Apparently, he lovingly quipped, Marshall forgot that we had microphones in the present day.
The gathering closed with remarks from sociology professor Lenore Weitzman, who echoed a number of audio system in thanking Marshall’s caregivers; his lawyer, Nina Krauthamer, and Ellen Goetz, a buddy he knew from his help of the Heart for Reproductive Rights, for all of the methods they tended to him over the previous few years as his well being and amenities declined.

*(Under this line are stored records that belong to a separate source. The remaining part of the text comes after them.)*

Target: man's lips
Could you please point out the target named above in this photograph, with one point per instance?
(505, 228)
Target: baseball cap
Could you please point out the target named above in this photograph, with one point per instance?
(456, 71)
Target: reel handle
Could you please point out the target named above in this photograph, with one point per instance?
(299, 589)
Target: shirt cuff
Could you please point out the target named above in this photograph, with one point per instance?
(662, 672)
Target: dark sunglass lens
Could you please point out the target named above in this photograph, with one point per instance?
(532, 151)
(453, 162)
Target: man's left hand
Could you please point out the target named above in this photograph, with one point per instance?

Weitzman recounted her introduction to Marshall’s energy as a fundraiser, at a cocktail celebration for current school graduates greater than 60 years in the past sponsored by the United Jewish Attraction. He was there to heat up the group and encourage them to offer. “Marshall talked about what was occurring to poor Jews in Japanese Europe and the way essential it was to assist,” she mentioned. “I had grown up pondering a great Jew was about going to Shabbat companies, observing Jewish holidays and supporting Israel. However right here was somebody who was speaking about Jews past Israel, Jews who have been struggling in international locations I knew nothing about.”
And, once more, it was concerning the How.
“He cried. He really cried when he talked about visiting Jews who didn’t find the money for to purchase matzah for Pesach and people in international locations the place they’re not even allowed to follow Judaism,” she recounted. “I don’t assume I had ever seen a person cry in public, and I don’t assume I had ever seen or heard a person who was so emotional about his love and his concern for his folks.”
Because of the numerous methods he translated that zeal for his folks into motion, Marshall’s reminiscence is already a blessing. Might these of us who benefitted from his good deeds maintain it that method by carrying on all the essential work that he supported and cherished.

is the CEO and government editor of the Jewish Telegraphic Company’s guardian firm, 70 Faces Media.
The views and opinions expressed on this article are these of the creator and don’t essentially mirror the views of JTA or its guardian firm, 70 Faces Media.